If at any time in your life you have any thought of paying even occasional visits to reality, you're supposed to begin to learn early on—I don't know, like when you're seven or eight?—that what's right in front of your eyes is often not what you at first think it is, and in fact is often quite the opposite of what the brain assumes when it's either totally blank or guided only by unprocessed prejudice and "common sense"-based misinformation.

This is the beginning of the journey toward basic human awareness. As the inspirational educator John Holt put it, "A child has no greater desire than to make sense of the world around him." Unless, apparently, something has happened to override or derail that desire.

• Then there's the Supreme Court's Alito-abetted decision to dismantle the police knock-and-announce rule. But Howie has already covered that, so it slips to honorable mention. (See below.)

• Which leaves us with the report by Geraldine Fabrikant in today's NYT: "U.S.-Style Pay Deals for Chiefs Become All the Rage in Europe."

"For decades," writes Ms. Fabrikant, "Europeans were far more restrained than Americans when it came to rewarding the boss." While they still have a long way to go to catch up, she reports that executive Europigs have made large strides:

"European bosses are increasingly winning pay packages that were unimaginable just five years ago.

"'Here in France, greed has been legalized,' said Pierre-Henri LeRoy, who heads the French advisory firm Proxinvest. 'Executives compare themselves to the market in the U.S., not India, when they plan their compensation.'"


HONORABLE MENTION—
Upholding no-knock police entry, Nino Scalia says: So sue!

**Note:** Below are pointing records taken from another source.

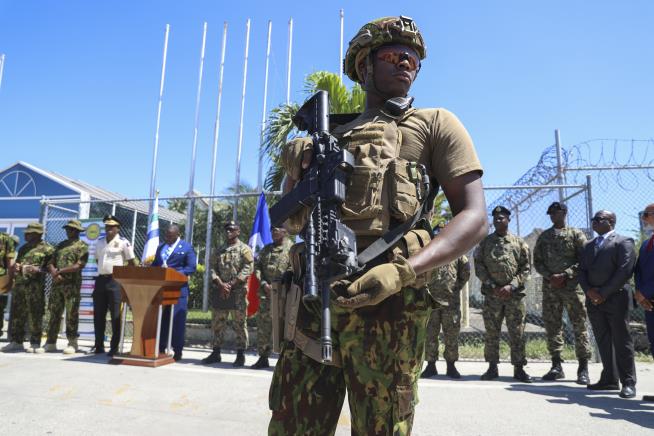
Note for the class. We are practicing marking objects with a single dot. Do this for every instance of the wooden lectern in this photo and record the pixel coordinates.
(147, 290)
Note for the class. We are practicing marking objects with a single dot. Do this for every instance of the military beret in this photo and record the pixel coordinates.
(231, 225)
(74, 224)
(34, 228)
(110, 220)
(501, 210)
(557, 206)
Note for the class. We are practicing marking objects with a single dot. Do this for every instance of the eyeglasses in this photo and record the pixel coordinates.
(394, 55)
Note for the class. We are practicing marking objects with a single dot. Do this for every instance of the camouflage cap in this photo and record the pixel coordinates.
(110, 220)
(34, 228)
(557, 206)
(231, 225)
(382, 31)
(74, 224)
(501, 210)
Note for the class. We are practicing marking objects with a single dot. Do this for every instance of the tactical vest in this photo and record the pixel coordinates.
(382, 186)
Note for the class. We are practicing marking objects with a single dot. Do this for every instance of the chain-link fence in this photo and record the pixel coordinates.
(527, 203)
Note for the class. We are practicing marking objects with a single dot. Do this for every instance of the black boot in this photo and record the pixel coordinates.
(452, 371)
(491, 373)
(262, 363)
(240, 359)
(556, 372)
(214, 357)
(582, 373)
(520, 374)
(430, 370)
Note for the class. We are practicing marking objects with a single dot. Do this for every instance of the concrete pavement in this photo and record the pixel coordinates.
(55, 394)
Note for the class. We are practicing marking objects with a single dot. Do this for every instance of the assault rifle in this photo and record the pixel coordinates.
(331, 251)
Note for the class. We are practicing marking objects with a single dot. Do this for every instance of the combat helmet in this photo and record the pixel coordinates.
(382, 31)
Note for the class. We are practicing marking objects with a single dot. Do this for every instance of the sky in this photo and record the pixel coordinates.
(81, 79)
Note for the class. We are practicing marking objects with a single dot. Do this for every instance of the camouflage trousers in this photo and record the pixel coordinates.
(381, 349)
(3, 306)
(220, 321)
(449, 318)
(572, 300)
(63, 296)
(494, 312)
(27, 308)
(264, 328)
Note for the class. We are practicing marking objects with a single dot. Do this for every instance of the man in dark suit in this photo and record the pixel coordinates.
(604, 269)
(178, 254)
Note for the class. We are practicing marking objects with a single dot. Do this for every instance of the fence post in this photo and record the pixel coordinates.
(465, 306)
(560, 176)
(589, 199)
(134, 227)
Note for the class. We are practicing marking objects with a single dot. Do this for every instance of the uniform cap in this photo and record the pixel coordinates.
(501, 210)
(110, 220)
(556, 206)
(34, 228)
(74, 224)
(231, 225)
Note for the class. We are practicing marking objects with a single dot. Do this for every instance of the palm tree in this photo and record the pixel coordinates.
(280, 126)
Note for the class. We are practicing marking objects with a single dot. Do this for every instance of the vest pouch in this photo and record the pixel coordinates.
(404, 178)
(365, 200)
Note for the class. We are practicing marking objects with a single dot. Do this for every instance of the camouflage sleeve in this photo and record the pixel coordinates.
(462, 273)
(480, 268)
(246, 266)
(539, 258)
(524, 267)
(258, 267)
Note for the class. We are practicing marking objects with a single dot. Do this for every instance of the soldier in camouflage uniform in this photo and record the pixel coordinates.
(556, 258)
(65, 267)
(7, 256)
(445, 287)
(232, 268)
(502, 264)
(271, 263)
(28, 295)
(378, 320)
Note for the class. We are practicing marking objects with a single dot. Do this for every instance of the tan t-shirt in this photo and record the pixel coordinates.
(437, 139)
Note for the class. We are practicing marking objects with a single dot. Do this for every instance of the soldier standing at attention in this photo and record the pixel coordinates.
(379, 320)
(65, 266)
(556, 258)
(271, 263)
(28, 294)
(7, 256)
(503, 266)
(230, 275)
(445, 286)
(112, 250)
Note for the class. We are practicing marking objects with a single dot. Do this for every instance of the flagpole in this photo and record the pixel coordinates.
(288, 65)
(340, 51)
(240, 127)
(2, 67)
(212, 187)
(155, 150)
(263, 116)
(191, 203)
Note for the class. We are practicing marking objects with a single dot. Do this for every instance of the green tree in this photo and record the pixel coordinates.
(280, 128)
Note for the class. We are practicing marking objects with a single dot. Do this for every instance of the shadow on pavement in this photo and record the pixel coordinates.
(607, 404)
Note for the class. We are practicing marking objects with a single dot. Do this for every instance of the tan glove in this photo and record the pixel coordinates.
(378, 284)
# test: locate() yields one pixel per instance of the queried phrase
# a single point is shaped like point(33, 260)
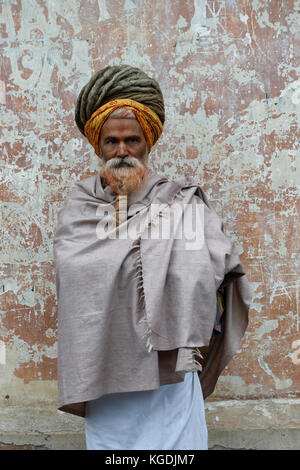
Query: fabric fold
point(126, 299)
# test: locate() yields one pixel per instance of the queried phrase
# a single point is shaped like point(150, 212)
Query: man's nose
point(122, 150)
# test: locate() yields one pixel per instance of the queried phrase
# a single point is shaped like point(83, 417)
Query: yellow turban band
point(149, 121)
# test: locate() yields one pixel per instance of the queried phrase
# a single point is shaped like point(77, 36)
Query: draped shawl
point(134, 312)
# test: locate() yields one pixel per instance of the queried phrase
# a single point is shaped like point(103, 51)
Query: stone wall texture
point(230, 74)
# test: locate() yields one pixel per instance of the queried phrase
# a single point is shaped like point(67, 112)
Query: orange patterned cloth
point(149, 121)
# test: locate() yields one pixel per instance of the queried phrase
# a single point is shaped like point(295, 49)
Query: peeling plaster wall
point(229, 71)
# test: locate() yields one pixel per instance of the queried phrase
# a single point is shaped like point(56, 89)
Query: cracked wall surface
point(229, 71)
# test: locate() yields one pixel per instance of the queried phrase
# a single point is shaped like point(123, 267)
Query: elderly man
point(147, 323)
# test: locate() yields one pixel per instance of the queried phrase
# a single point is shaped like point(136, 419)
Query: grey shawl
point(135, 311)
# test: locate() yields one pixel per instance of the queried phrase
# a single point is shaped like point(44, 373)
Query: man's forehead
point(121, 125)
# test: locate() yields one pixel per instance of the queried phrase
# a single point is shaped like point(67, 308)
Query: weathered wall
point(229, 71)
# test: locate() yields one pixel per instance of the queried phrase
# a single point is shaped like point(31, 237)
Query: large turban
point(120, 86)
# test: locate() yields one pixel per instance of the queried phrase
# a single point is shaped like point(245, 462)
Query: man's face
point(122, 138)
point(124, 149)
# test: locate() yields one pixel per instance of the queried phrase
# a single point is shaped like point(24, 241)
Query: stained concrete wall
point(229, 71)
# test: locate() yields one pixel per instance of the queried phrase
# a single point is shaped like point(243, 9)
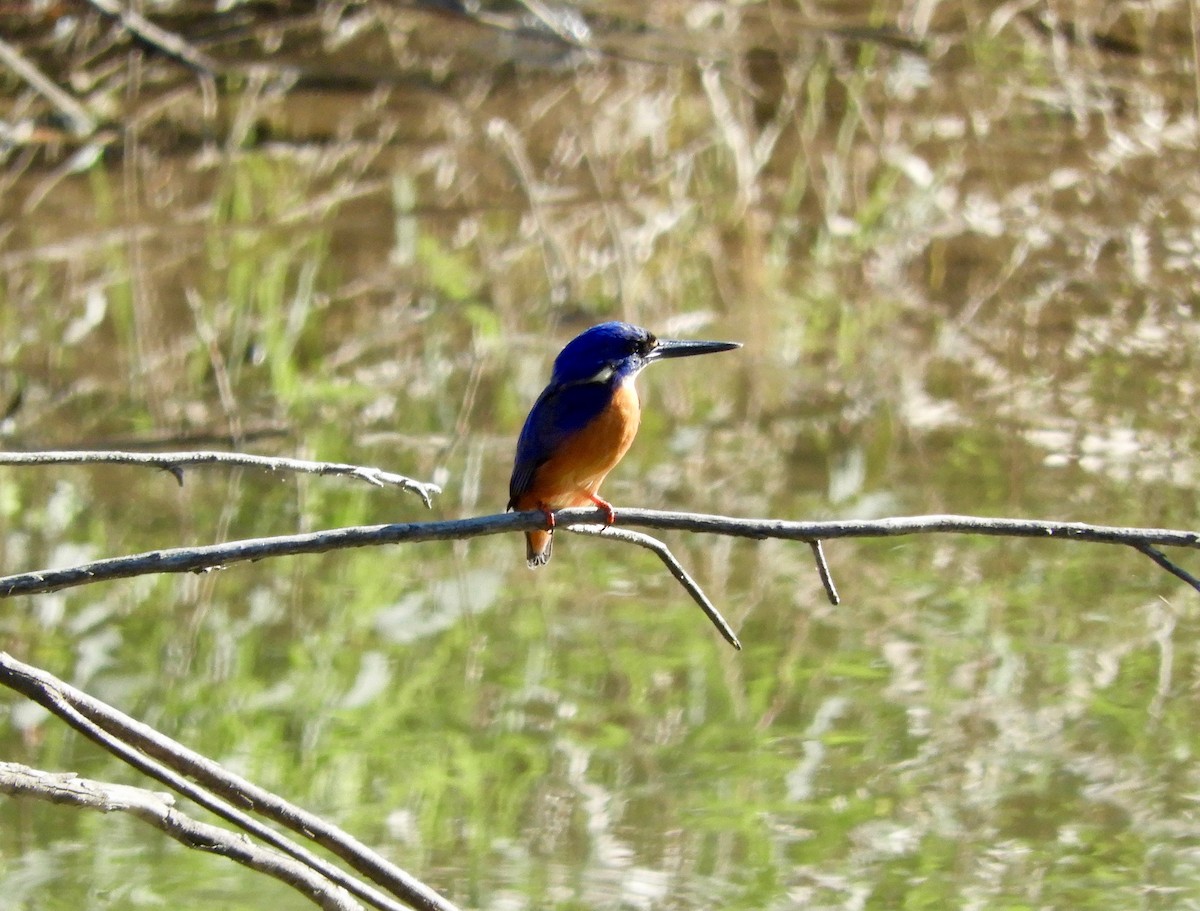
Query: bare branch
point(677, 570)
point(1162, 561)
point(175, 462)
point(157, 37)
point(82, 123)
point(197, 559)
point(173, 765)
point(159, 810)
point(823, 573)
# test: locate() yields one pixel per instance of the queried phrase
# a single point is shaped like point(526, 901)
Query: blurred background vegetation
point(960, 244)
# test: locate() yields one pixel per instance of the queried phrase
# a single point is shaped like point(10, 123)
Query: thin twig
point(677, 570)
point(1165, 563)
point(157, 37)
point(204, 558)
point(175, 462)
point(823, 573)
point(82, 123)
point(157, 809)
point(124, 737)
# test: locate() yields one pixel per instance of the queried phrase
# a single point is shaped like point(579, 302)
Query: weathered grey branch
point(156, 36)
point(175, 462)
point(82, 123)
point(196, 559)
point(157, 809)
point(672, 564)
point(209, 785)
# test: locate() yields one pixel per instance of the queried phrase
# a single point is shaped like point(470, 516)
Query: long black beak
point(681, 348)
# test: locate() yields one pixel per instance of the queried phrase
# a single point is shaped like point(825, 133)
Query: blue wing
point(558, 413)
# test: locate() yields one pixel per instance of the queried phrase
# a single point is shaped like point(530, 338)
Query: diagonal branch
point(823, 573)
point(82, 123)
point(1165, 563)
point(156, 37)
point(175, 462)
point(211, 786)
point(159, 810)
point(677, 570)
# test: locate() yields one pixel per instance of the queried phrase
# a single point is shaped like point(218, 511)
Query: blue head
point(619, 351)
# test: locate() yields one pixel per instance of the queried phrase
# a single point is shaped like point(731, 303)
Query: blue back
point(576, 395)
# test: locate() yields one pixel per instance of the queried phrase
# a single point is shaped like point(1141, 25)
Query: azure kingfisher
point(585, 421)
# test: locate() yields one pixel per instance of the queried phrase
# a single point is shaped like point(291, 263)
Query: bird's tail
point(538, 547)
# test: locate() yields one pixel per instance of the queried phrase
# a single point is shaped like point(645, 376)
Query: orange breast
point(582, 462)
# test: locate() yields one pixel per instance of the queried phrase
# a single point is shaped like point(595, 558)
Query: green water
point(966, 279)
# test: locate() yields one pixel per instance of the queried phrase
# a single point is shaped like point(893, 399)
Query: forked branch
point(175, 462)
point(217, 556)
point(159, 809)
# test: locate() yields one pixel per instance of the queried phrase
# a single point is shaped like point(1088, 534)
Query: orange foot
point(610, 514)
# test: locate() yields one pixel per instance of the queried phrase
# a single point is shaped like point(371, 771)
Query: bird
point(585, 421)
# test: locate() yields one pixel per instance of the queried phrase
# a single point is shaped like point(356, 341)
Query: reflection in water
point(959, 243)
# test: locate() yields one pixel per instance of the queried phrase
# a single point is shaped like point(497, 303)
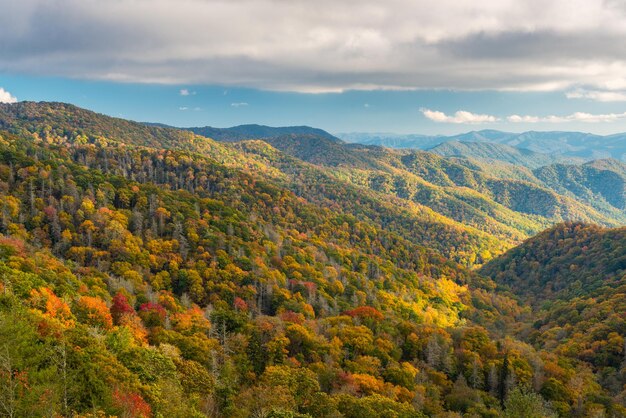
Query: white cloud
point(597, 95)
point(321, 46)
point(6, 97)
point(461, 116)
point(574, 117)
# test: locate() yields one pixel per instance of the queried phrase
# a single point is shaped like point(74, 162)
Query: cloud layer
point(461, 116)
point(325, 45)
point(469, 118)
point(6, 97)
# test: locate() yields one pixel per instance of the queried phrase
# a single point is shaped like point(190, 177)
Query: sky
point(403, 66)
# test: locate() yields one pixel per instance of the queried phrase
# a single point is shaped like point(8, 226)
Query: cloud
point(6, 97)
point(460, 116)
point(597, 95)
point(323, 46)
point(465, 117)
point(574, 117)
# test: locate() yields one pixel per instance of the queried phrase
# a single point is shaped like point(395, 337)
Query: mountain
point(497, 198)
point(575, 276)
point(149, 271)
point(237, 133)
point(487, 151)
point(602, 181)
point(557, 144)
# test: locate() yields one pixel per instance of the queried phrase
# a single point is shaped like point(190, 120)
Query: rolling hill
point(151, 271)
point(577, 145)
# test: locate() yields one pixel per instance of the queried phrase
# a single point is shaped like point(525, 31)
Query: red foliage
point(365, 312)
point(93, 311)
point(291, 316)
point(152, 314)
point(50, 212)
point(131, 404)
point(120, 307)
point(240, 304)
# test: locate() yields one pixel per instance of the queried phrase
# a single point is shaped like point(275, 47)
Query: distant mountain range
point(556, 144)
point(152, 271)
point(237, 133)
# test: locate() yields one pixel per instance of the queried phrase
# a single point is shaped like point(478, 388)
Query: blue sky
point(403, 66)
point(349, 111)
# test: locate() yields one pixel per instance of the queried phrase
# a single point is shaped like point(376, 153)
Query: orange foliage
point(93, 311)
point(52, 307)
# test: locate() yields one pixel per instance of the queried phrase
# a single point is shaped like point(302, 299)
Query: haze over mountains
point(282, 272)
point(556, 144)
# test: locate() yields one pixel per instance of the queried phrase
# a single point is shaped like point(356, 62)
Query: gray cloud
point(327, 45)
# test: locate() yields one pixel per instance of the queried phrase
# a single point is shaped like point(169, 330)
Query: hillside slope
point(575, 276)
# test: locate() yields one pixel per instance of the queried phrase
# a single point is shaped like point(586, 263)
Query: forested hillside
point(575, 275)
point(146, 271)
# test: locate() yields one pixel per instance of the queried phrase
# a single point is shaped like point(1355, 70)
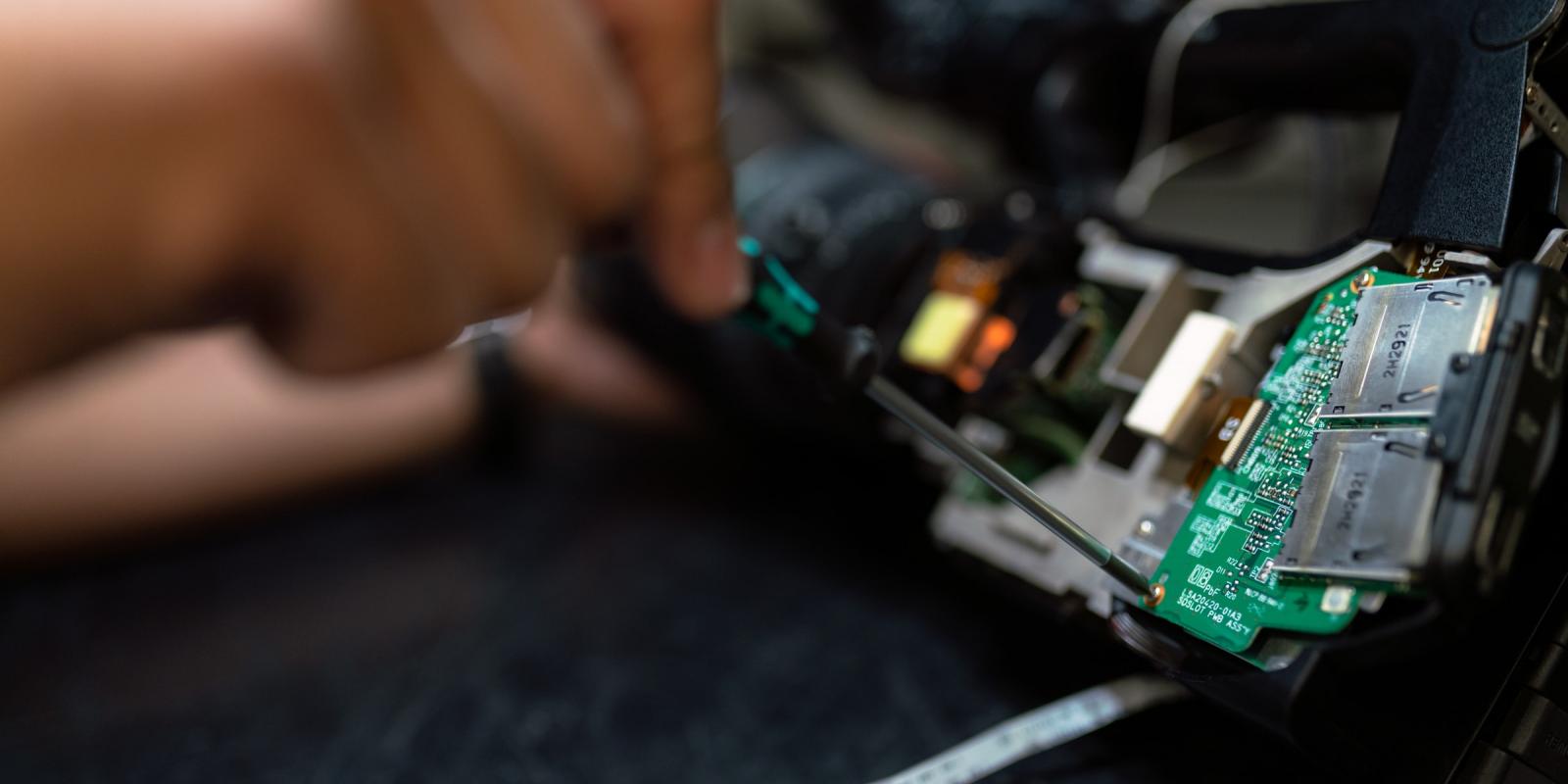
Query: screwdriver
point(791, 318)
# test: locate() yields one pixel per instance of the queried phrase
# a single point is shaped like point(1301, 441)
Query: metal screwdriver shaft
point(980, 465)
point(788, 316)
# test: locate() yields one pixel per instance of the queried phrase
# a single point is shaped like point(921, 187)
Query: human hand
point(360, 176)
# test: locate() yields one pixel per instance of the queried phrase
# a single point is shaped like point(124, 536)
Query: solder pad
point(1219, 574)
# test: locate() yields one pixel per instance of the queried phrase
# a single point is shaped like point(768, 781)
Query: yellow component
point(940, 331)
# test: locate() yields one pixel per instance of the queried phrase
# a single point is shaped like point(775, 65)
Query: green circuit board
point(1219, 571)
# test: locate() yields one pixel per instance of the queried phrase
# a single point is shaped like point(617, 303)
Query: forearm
point(170, 428)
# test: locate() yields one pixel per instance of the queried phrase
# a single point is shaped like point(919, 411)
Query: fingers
point(670, 49)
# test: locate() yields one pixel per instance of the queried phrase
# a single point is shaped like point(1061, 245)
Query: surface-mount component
point(1397, 350)
point(1219, 571)
point(1244, 435)
point(1364, 509)
point(1183, 378)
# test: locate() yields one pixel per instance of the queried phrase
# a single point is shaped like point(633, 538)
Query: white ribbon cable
point(1040, 729)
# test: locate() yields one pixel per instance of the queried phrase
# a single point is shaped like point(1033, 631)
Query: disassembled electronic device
point(1333, 455)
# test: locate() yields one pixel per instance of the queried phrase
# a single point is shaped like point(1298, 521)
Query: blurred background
point(682, 559)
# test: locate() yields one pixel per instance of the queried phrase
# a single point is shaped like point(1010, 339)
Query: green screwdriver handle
point(791, 318)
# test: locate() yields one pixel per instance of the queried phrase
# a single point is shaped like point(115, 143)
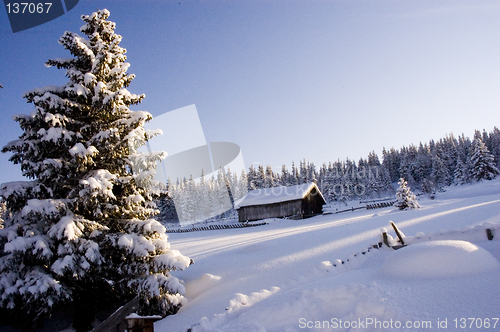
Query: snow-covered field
point(282, 276)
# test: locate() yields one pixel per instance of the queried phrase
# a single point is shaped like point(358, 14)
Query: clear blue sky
point(287, 80)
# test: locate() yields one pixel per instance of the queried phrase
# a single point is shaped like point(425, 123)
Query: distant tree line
point(428, 167)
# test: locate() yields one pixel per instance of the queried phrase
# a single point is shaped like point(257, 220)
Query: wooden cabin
point(301, 201)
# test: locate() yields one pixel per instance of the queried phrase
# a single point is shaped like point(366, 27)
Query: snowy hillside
point(288, 275)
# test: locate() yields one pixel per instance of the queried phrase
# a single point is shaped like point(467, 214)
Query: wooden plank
point(398, 233)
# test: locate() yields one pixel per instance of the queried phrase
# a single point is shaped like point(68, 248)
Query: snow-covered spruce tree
point(82, 230)
point(483, 163)
point(405, 199)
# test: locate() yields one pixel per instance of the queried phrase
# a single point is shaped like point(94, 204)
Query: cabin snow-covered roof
point(276, 195)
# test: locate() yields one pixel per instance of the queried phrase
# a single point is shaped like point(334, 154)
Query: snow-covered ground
point(288, 275)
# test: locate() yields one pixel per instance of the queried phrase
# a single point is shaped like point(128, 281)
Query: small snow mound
point(438, 259)
point(198, 286)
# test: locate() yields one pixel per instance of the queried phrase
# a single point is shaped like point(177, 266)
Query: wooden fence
point(214, 227)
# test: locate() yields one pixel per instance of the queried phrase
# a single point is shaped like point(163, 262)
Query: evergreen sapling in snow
point(81, 230)
point(405, 198)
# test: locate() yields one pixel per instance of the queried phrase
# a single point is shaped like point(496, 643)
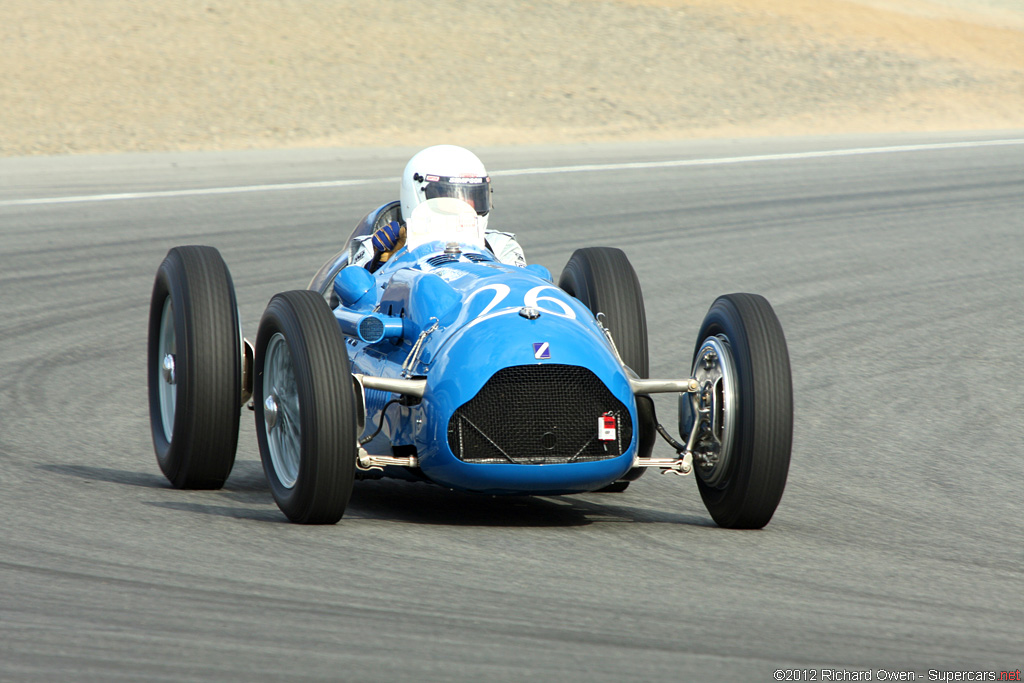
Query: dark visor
point(474, 190)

Still, for sheer groanworthy, "Is this how it begins?" pit-of-the-stomach horror, I don't think you can top the New Imperial Supreme Court Majority's 5-4 decision that the old rule requiring police to knock and announce their presence before entering your premises is for sissies.

At issue was the question left unanswered in the 1995 ruling by Justice Clarence Thomas—on behalf of a unanimous Court, in Wilson v. Arkansas—which held that the centuries-old knock-and-announce rule, grounded in English common law dating back to the 13th century, is indeed enforceable as part of what makes a search "reasonable" under the Fourth Amendment but ducked the question of what exactly the remedy for violating it should be.

Now No-Brain Nino Scalia, writing for the New Imperial Majority, says hey, the rule was never any big deal, and anyway now, unlike in the old days, police are so well trained that they always respect everyone's rights. (Apparently, it seems, our Nino doesn't decide everything based on the original intent of the framers.) And while yeah, the ya-gotta-knock rule is still on the books officially, if you're some whining crybaby who thinks the cops have done you wrong, well, you can always sue. Heh-heh.

I think today's NYT lead editorial, "The Don't-Bother-to-Knock Rule," got it right:

"If Justice Sandra Day O'Connor had stayed on the court, this case might well have come out the other way. For those who worry that Chief Justice John Roberts and Justice Samuel Alito will take the court in a radically conservative direction, it is sobering how easily the majority tossed aside a principle that traces back to 13th-century Britain, and a legal doctrine that dates to 1914, to let the government invade people's homes."